C'était en bas. Dans la chambre de ma mère, j'en étais certain. Lentement, je descendis les marches, serrant fort mon arme de fortune. J'entendais Mathilda à l'étage, pestant encore certainement au sujet de mon arrivée. Et plus vite que je ne l'imaginais, je fus devant la porte de la chambre.

Une clé était dans la serrure. Le verrou était enclenché. Alors je tournai la clé.

"Ollie... Ollie... Ollie, mon chéri. Viens t'assoir sur les genoux de ta mère."

Mais la voix ne venait plus de derrière la porte. Elle était là, juste derrière moi. Un souffle d'hiver glissait sur ma nuque et une onde glacée me touchait les épaules pour me détourner de mon objectif. Collée contre moi, la chose qui avait la voix de ma mère me fit avancer jusque dans le salon. Je lâchai ma crosse, malgré moi.

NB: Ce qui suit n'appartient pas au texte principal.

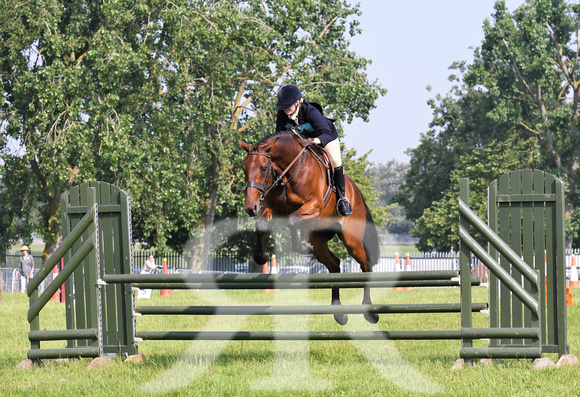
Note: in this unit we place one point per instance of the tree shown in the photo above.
(522, 89)
(389, 177)
(151, 96)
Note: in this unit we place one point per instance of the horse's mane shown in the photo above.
(269, 136)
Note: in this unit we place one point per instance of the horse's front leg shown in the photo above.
(372, 318)
(260, 257)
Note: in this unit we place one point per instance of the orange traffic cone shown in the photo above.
(574, 274)
(165, 292)
(56, 296)
(407, 269)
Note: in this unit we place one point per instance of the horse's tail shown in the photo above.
(371, 240)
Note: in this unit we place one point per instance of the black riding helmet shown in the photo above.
(287, 96)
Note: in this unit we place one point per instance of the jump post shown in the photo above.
(101, 317)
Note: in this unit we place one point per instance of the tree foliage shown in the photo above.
(521, 91)
(388, 178)
(151, 96)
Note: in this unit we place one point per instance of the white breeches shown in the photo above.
(333, 149)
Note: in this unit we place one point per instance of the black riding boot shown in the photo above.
(343, 206)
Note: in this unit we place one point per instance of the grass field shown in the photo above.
(258, 368)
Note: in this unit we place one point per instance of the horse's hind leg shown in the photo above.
(356, 249)
(332, 263)
(372, 318)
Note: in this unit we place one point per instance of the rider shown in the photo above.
(293, 111)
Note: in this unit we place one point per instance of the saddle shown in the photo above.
(324, 158)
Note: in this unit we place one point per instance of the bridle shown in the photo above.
(276, 180)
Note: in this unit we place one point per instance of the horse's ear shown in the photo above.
(244, 145)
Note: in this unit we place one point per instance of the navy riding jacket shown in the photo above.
(324, 128)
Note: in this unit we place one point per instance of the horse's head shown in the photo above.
(264, 159)
(258, 170)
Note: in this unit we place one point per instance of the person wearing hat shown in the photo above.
(294, 111)
(25, 268)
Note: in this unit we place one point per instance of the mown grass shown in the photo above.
(265, 368)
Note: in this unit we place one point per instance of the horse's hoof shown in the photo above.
(372, 318)
(303, 248)
(342, 319)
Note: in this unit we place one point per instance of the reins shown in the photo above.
(277, 182)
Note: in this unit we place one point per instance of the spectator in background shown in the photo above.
(25, 268)
(149, 265)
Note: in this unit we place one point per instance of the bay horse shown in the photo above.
(293, 184)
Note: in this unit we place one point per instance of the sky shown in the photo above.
(411, 44)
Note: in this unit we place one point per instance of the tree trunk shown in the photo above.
(201, 245)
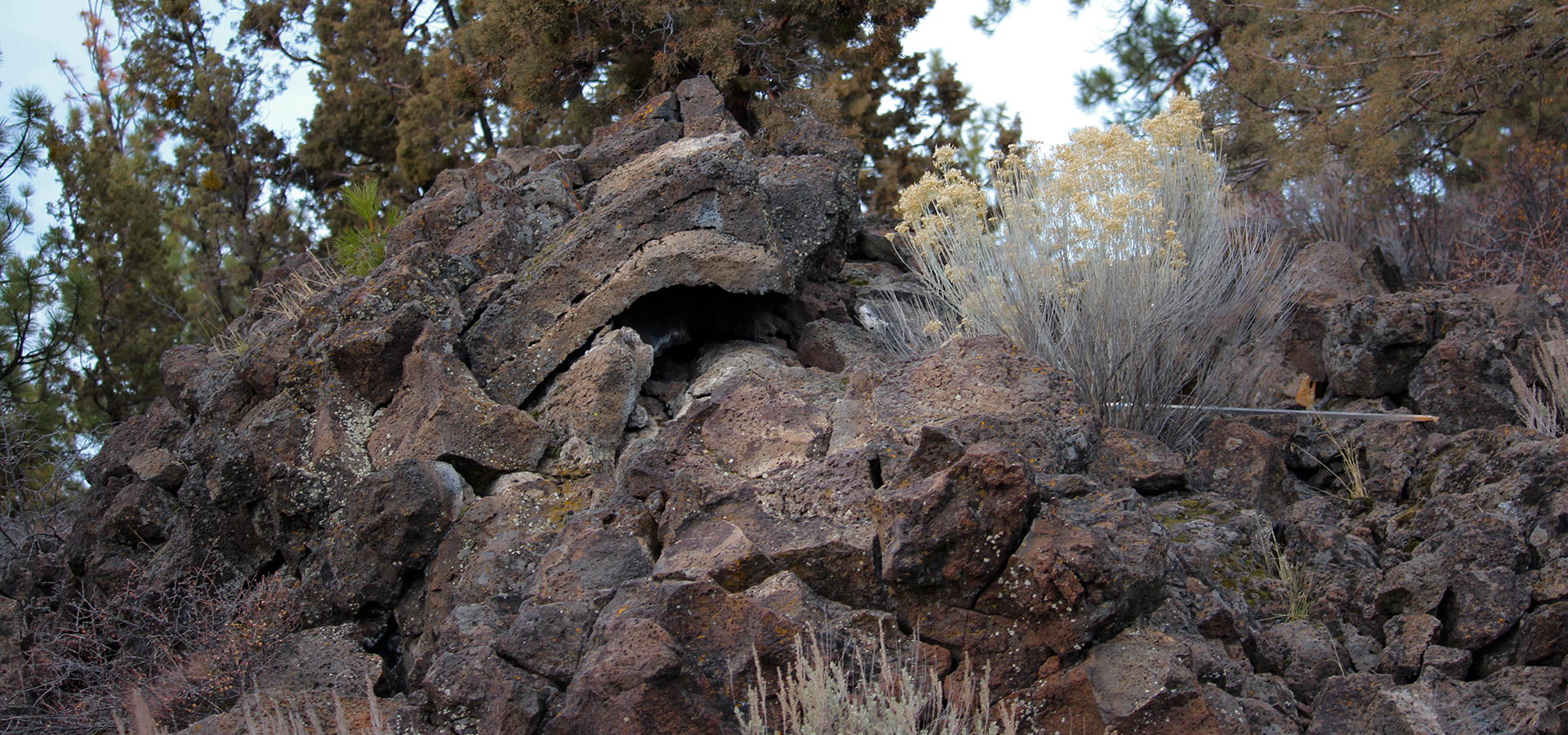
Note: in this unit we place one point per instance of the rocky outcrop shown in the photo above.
(610, 428)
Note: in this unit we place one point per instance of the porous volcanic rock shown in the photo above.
(613, 425)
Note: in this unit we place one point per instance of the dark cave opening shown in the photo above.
(681, 320)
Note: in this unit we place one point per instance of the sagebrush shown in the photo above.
(1114, 257)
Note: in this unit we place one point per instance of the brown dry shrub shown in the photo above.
(1520, 234)
(187, 648)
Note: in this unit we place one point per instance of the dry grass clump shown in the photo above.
(184, 648)
(1544, 409)
(1297, 591)
(1114, 257)
(877, 693)
(269, 715)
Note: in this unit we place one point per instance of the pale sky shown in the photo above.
(1027, 65)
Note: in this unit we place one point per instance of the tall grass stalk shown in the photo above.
(1114, 257)
(877, 693)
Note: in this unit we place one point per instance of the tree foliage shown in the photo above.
(117, 270)
(177, 198)
(1387, 87)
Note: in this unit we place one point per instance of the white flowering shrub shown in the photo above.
(1116, 259)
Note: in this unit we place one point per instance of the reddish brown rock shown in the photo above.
(1138, 461)
(443, 414)
(1244, 464)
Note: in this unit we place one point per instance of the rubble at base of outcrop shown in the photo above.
(603, 434)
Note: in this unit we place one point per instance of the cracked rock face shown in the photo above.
(603, 438)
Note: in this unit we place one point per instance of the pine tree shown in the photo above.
(1385, 88)
(229, 209)
(118, 273)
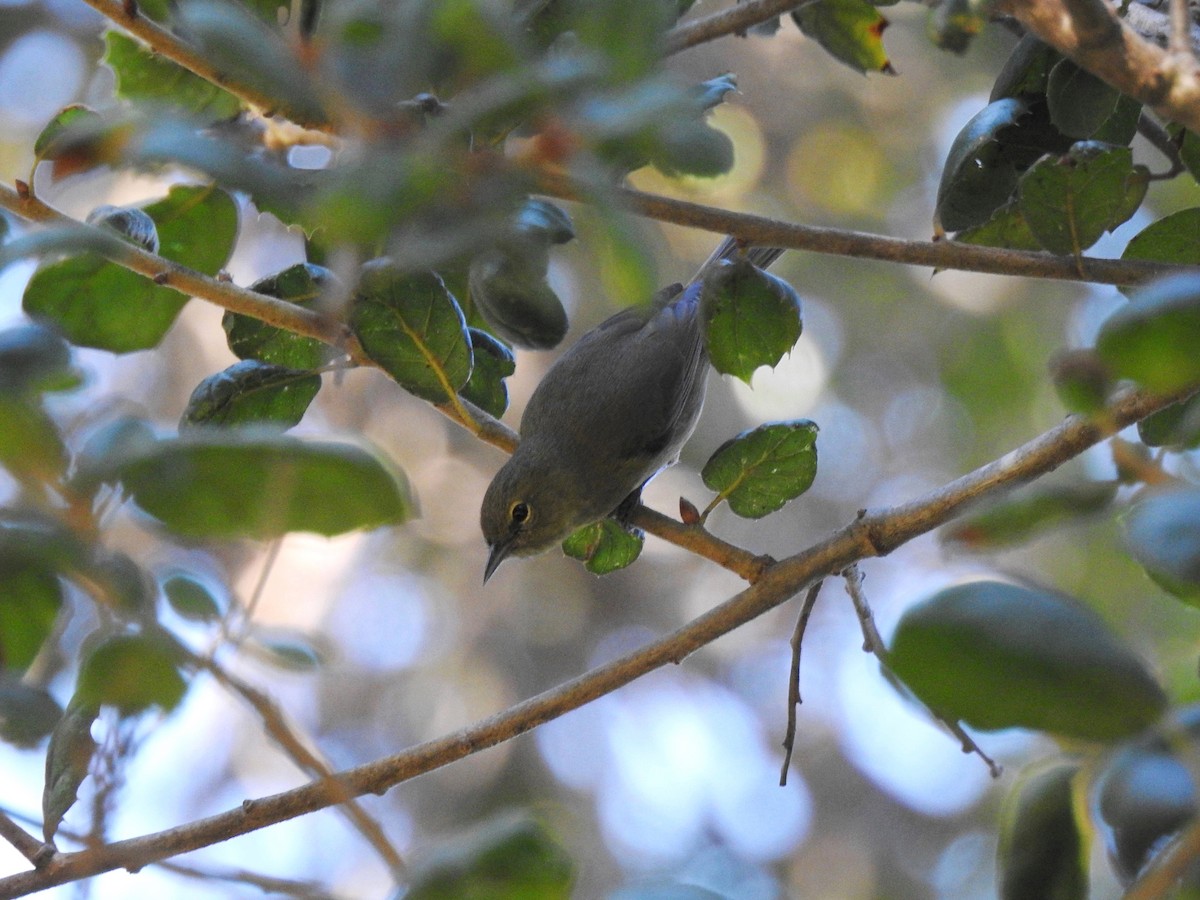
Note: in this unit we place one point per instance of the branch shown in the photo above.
(733, 21)
(873, 533)
(1090, 34)
(168, 45)
(939, 255)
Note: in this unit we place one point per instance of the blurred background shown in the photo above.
(913, 378)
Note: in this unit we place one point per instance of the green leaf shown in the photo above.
(507, 858)
(27, 714)
(999, 655)
(30, 599)
(413, 328)
(1069, 202)
(33, 358)
(1043, 851)
(131, 673)
(251, 393)
(1020, 519)
(145, 77)
(751, 318)
(761, 469)
(1163, 534)
(253, 339)
(67, 759)
(191, 598)
(1079, 101)
(492, 363)
(850, 30)
(604, 546)
(1153, 339)
(225, 484)
(94, 303)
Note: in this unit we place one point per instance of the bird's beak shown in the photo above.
(499, 552)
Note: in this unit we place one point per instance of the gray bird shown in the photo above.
(612, 412)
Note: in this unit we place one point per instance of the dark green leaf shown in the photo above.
(97, 304)
(191, 598)
(251, 393)
(999, 655)
(31, 358)
(978, 177)
(130, 222)
(131, 673)
(252, 339)
(27, 714)
(1069, 202)
(67, 759)
(761, 469)
(850, 30)
(30, 599)
(1153, 339)
(1163, 534)
(1177, 426)
(145, 77)
(751, 318)
(413, 328)
(1043, 851)
(492, 363)
(1019, 519)
(507, 858)
(1079, 101)
(604, 546)
(223, 484)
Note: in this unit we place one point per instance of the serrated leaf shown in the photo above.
(761, 469)
(191, 598)
(145, 77)
(751, 318)
(252, 339)
(252, 393)
(413, 328)
(491, 364)
(1153, 339)
(67, 759)
(604, 546)
(1020, 519)
(27, 714)
(1069, 202)
(94, 303)
(131, 673)
(1079, 101)
(1000, 655)
(850, 30)
(1043, 851)
(1163, 534)
(226, 484)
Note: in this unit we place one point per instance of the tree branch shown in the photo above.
(1090, 34)
(733, 21)
(873, 533)
(939, 255)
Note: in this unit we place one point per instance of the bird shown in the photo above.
(609, 414)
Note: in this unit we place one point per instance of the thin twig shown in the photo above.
(873, 533)
(793, 677)
(760, 231)
(733, 21)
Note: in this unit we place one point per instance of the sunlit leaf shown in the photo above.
(413, 328)
(251, 393)
(761, 469)
(1153, 337)
(225, 484)
(999, 655)
(604, 546)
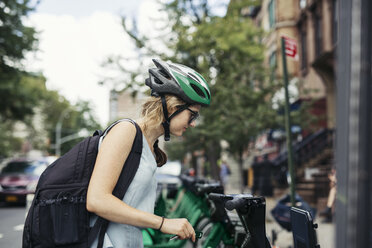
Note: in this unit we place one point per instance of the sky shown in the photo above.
(76, 36)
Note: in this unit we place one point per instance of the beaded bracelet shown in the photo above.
(161, 225)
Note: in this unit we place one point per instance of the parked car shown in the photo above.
(19, 178)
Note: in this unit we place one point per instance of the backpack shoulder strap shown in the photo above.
(126, 176)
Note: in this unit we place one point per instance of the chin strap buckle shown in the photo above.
(166, 130)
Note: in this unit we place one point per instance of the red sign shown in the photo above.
(290, 47)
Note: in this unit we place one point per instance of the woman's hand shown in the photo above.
(180, 227)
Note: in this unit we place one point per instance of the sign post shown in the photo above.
(289, 47)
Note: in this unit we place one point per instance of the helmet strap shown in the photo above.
(166, 123)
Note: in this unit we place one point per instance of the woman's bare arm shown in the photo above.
(113, 152)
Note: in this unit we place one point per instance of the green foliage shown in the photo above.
(74, 118)
(227, 51)
(16, 95)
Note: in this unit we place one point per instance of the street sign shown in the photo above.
(290, 47)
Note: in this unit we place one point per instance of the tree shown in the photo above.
(227, 51)
(16, 39)
(75, 118)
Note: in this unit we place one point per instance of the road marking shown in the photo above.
(18, 228)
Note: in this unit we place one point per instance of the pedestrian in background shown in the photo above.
(225, 173)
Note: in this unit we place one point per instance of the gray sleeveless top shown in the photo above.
(141, 194)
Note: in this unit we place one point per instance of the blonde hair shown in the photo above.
(152, 114)
(152, 109)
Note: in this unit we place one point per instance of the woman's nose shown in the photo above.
(193, 123)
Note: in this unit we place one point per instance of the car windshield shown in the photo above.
(20, 167)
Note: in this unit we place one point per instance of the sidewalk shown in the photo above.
(325, 231)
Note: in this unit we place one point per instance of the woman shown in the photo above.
(178, 92)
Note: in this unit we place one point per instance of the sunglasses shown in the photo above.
(194, 115)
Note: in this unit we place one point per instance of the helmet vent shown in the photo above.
(198, 90)
(193, 77)
(164, 74)
(157, 81)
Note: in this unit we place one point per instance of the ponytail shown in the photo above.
(161, 157)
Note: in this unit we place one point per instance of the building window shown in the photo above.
(317, 18)
(303, 50)
(302, 4)
(272, 13)
(272, 60)
(272, 64)
(334, 22)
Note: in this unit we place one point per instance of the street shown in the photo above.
(11, 225)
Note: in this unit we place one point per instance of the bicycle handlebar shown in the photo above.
(235, 203)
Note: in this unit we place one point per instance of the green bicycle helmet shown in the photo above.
(178, 80)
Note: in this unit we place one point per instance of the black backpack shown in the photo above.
(58, 216)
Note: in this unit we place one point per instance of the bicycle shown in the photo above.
(251, 212)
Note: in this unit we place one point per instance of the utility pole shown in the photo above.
(288, 124)
(59, 130)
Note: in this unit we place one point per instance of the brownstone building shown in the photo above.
(313, 24)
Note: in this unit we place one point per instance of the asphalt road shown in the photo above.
(11, 226)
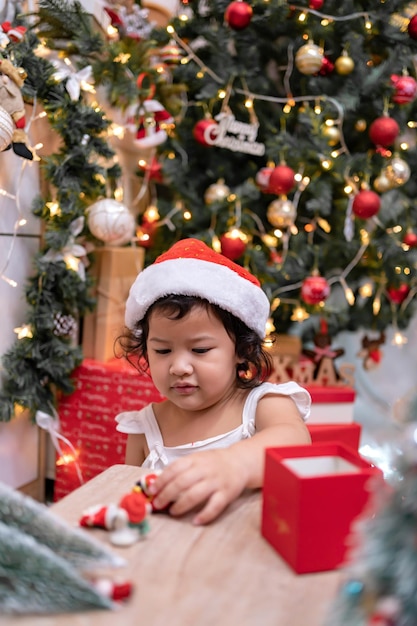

"Ollie... Ollie... Ollie, mon chéri. Apporte de l'eau à ta mère."

Bientôt, ses bras contre mes épaules se mirent à agripper mon ventre. Et ses jambes s'enserrèrent autour de ma taille. Ils étaient rachitiques. Gris. Morts.

"Ollie... Ollie... Ollie, mon chéri. Apporte à manger à ta mère."

Je la portais malgré moi, alors que je me dirigeai machinalement vers le coucou. Il était ouvert, mais il n'y avait nulle trace d'oiseau de bois. Derrière les volets, un petit papier plié. La chose dans mon dos me le fit attraper. Je le dépliai. C'est le moment que choisit Mathilda pour descendre de l'étage.